I have to admit that it took a lot of nagging from Mrs B and OMB before I got into Miranda Hart’s eponymous TV series. For some reason they loved it and after endlessly watching and rewatching the three series on DVD when outvoted in the living room eventually I grudgingly gave into its rather old fashioned blend of silliness, catchphrases and slapstick. I suppose it was inevitable after Miranda used Mrs B’s “world’s worst joke”. Not because Mrs B sent it in or anything like that, just because they independently came up with it and so showed a certain alignment in their senses of humour. For what it is worth, the joke goes: Knock knock – Who’s there? – Doctor – Doctor Whoooooooo! Rubbish really, but it makes us giggle and in Mrs B’s defence she’s a Chartered Accountant rather than our leading prime-time TV comedienne.

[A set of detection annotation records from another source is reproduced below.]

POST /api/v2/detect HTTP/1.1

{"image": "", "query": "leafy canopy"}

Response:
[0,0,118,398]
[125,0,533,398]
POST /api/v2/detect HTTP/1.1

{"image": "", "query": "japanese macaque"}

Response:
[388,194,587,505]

Anyway, when I saw Miranda was taking her stand up show on tour it sounded like a good idea as a Christmas present and it provided a first chance for us to go to the brand new Leeds Arena. The Arena itself is pretty impressive, certainly a nicer place to go than my memory of going to gigs at Wembley Arena. The nature of such venues is that they encourage you to look at the screens more than at the performer directly, although we were sat close enough to be able to do both. Stewart Lee has satirised Arena gigs as paying a load of money to go and watch people off the telly on big tellies but while superficially right enough, it isn’t the damning critique it sounds – one could just as easily make the same point about going to watch football at modern grounds with screens showing replays of the action rather than just staying at home and putting on Sky Sports.
The show itself was OK. She started with a bit of audience participation to recreate the ambience of an upper-class party, which warmed the audience up. Although it was mocking posh people, it was doing so incredibly gently and almost apologetically. This is unsurprising considering that Miranda herself is about the poshest person most in the audience would be likely to come across. Class war isn’t going to go very far in a country where thousands can go to Leeds and laugh along to the idea that posh people, bless ’em are just adorably silly. Not that that is a bad thing.

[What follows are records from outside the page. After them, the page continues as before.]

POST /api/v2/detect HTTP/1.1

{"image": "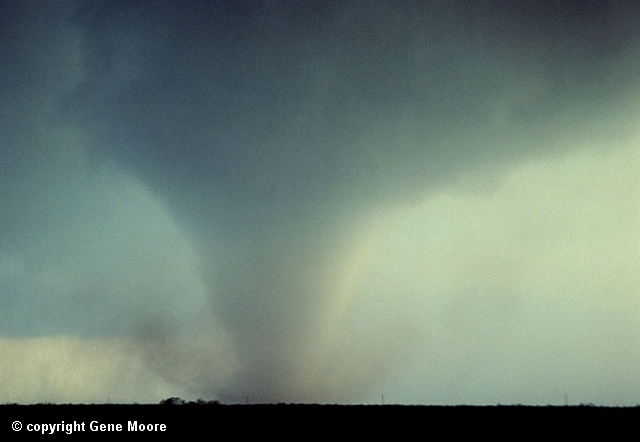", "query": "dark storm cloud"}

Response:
[61,2,637,224]
[0,0,640,401]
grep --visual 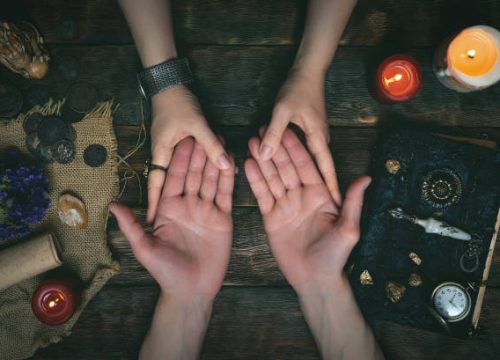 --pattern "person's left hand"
[110,137,235,303]
[259,69,342,206]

Otherwise, the set was fairly unmemorable with lots of fart gags and catchphrases from her TV show. The one (probably) unscripted part was her attempting to matchmake audience members either side of the interval where she ended up with two men, one of whom had come with the mother of the other’s ex-partner. Curiously she seemed to be a bit thrown by the first saying he was gay (having asked for a single straight man) and the female audience member initially brought on stage to have a date with him saying that she was also “a little gay”. The segment seems from reviews to be in each show but using real audience members so it is hard to tell how scripted if at all it was. It was less glib than the rest so probably not scripted.

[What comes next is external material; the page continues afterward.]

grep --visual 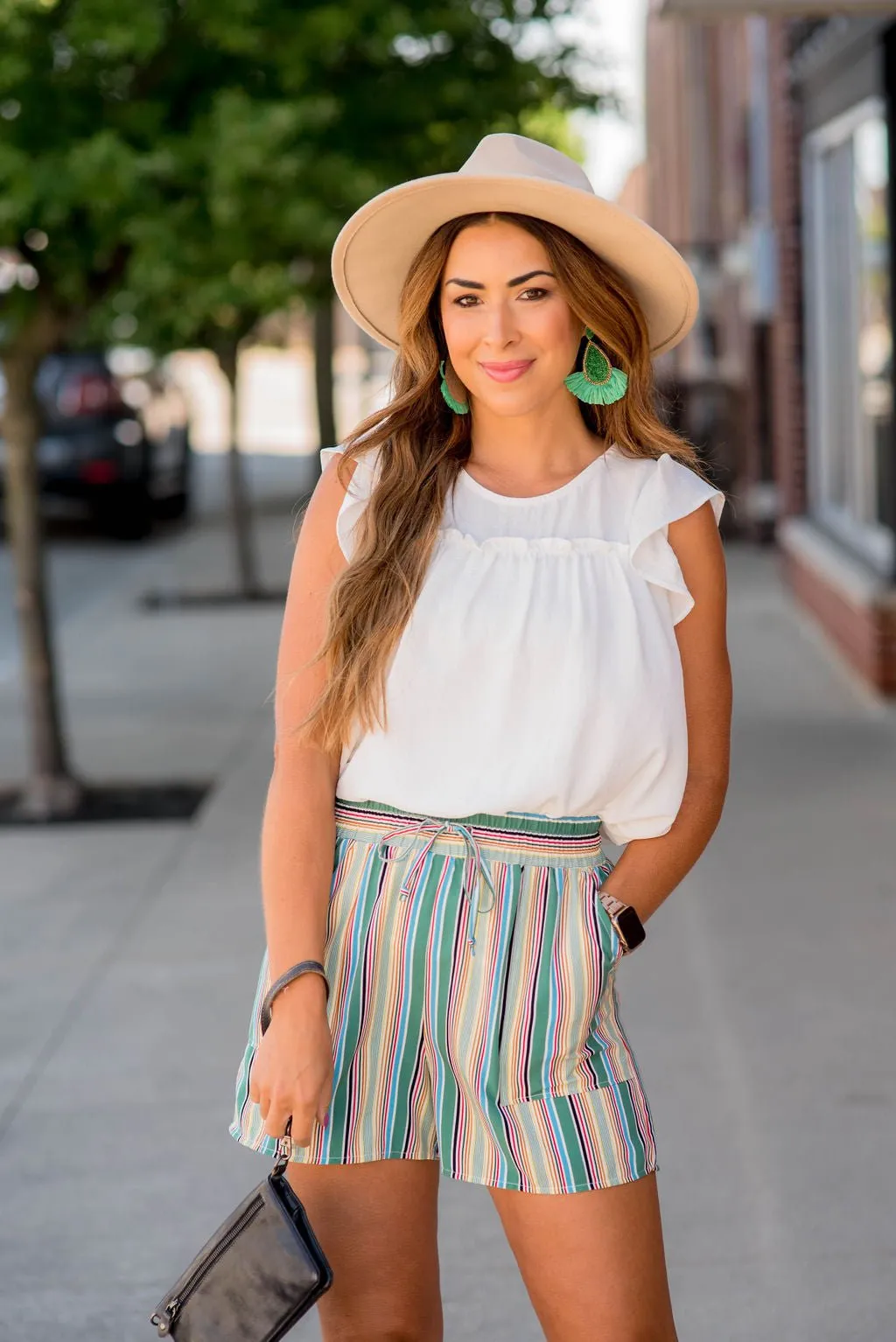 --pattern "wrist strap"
[260,960,330,1033]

The best part came right at the end where filmed vignettes of the social awkwardnesses which had been the main subject matter of the show were played on the video screens. The stand out one of these was the office game of getting from one side of the room to the other without touching the floor, using desks as walkways, hitching a piggy back lift off a colleague, whizzing across on a spinning office chair and so on. These had the feel of the TV series and showed that the best of Miranda’s comedy is in the visual slapstick rather than words alone. This also, to me, highlighted that the charm of the TV series also came from the slick way it works as an ensemble piece. “Such fun” as a catchphrase works better when said by Patricia Hodge as Miranda’s embarrassing mum. Miranda galloping round an empty stage is a lot less amusing than her doing it alongside the “freakishly small” Sarah Hadland. A posh party is funnier if it has Sally Phillips doing star jumps while pouring custard down her knickers. Maybe watching someone off the telly on a big telly isn’t as good as just watching telly.